RDC/Violences sur le Genre : « si nous n’avons pas encore une loi, au moins du côté du ministère nous pouvons avoir des décisions coercitives et fermes », Christelle Vuanga

Le média en ligne Actualite.cd en partenariat avec Internews ont lancé ce jeudi 25 novembre 2021 une campagne dénommée "16 jours d’activisme contre les violences faites à la femme et à la jeune fille".

Intervenant à ce symposium tenu à Sultani Hôtel, la députée nationale, Christelle Vuanga a tout d’abord effleuré la différence entre le sexe et le genre.

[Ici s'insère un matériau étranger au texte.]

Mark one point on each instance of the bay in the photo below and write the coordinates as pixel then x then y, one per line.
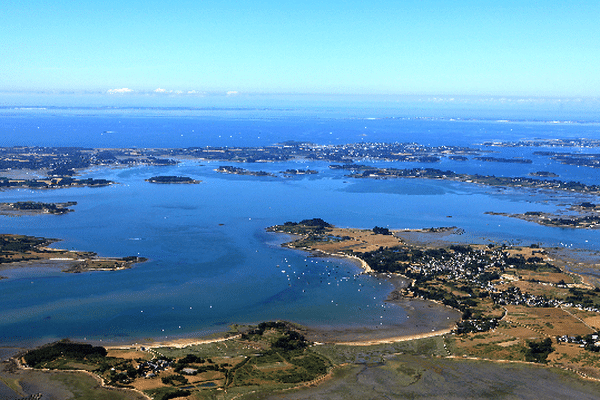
pixel 211 263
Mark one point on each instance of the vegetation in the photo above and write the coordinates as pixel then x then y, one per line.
pixel 538 351
pixel 39 358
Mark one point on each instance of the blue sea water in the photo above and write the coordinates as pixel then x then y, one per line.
pixel 211 263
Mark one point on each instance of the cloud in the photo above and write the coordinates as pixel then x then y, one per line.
pixel 119 91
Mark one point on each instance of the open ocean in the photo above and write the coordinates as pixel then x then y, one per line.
pixel 211 263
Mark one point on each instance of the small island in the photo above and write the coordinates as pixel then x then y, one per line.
pixel 585 215
pixel 36 208
pixel 517 302
pixel 544 174
pixel 519 309
pixel 228 169
pixel 28 251
pixel 167 179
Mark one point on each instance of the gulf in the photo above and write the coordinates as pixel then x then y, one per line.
pixel 212 264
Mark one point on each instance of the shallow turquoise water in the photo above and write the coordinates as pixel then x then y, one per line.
pixel 212 264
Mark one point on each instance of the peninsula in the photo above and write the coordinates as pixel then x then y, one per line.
pixel 172 179
pixel 35 207
pixel 520 306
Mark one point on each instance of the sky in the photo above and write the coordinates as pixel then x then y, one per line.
pixel 190 48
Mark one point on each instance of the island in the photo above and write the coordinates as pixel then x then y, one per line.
pixel 299 172
pixel 585 215
pixel 524 317
pixel 18 251
pixel 51 183
pixel 36 208
pixel 544 174
pixel 172 179
pixel 366 171
pixel 506 294
pixel 228 169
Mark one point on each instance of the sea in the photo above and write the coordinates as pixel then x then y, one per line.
pixel 211 263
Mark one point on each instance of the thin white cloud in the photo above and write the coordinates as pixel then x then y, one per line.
pixel 119 91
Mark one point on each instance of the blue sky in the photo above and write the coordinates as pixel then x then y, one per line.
pixel 481 48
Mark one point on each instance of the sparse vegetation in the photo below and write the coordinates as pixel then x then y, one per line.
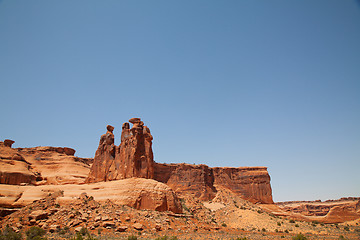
pixel 299 237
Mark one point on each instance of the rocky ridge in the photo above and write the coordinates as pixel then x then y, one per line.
pixel 134 158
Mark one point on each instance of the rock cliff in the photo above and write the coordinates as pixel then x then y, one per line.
pixel 133 158
pixel 200 181
pixel 41 165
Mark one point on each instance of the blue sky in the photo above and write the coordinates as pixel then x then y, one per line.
pixel 223 83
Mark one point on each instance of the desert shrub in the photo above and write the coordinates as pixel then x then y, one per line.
pixel 299 237
pixel 80 237
pixel 35 233
pixel 166 238
pixel 9 234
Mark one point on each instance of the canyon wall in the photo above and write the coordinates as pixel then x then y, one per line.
pixel 134 158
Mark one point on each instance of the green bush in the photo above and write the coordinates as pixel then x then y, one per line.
pixel 9 234
pixel 35 233
pixel 299 237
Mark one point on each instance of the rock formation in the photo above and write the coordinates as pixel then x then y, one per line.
pixel 200 181
pixel 138 193
pixel 133 158
pixel 8 142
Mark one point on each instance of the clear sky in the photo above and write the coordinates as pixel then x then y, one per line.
pixel 223 83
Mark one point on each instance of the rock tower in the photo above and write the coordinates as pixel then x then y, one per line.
pixel 133 158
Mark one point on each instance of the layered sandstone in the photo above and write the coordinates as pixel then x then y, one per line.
pixel 251 183
pixel 41 165
pixel 138 193
pixel 186 179
pixel 14 169
pixel 133 158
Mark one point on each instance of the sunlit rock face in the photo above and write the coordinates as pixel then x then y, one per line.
pixel 133 158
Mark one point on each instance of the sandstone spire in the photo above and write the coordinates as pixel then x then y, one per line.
pixel 133 158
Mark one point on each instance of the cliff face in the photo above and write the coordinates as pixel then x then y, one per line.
pixel 134 158
pixel 200 181
pixel 251 183
pixel 194 180
pixel 41 165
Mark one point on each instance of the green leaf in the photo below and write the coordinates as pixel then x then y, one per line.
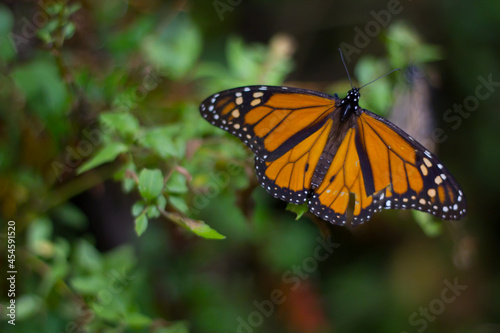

« Certes le sexe (masculin et féminin) est biologique, mais le genre, ce sont les constructions et différences sociales. Contrairement à ce que les gens pensent, le genre, c'est la femme, mais aussi l’homme. (…) lorsqu’on refuse un poste à un autochtone, un drépanocytaire, c’est aussi une violence basée sur le genre », a-t-elle expliqué.

Parlant des violences faites à la femme, Christelle Vuanga, également présidente de la commission du genre à l’Assemblée Nationale, a soulevé certains fondamentaux basés sur le genre notamment certaines restrictions coutumières, religieuses et autres en défaveur de la femme.

« Elle ne peut pas manger telle viande ou repas (…) elle doit se couvrir la tête alors que certains hommes qui ont des cheveux longs ne le font pas…», s’est-elle indignée.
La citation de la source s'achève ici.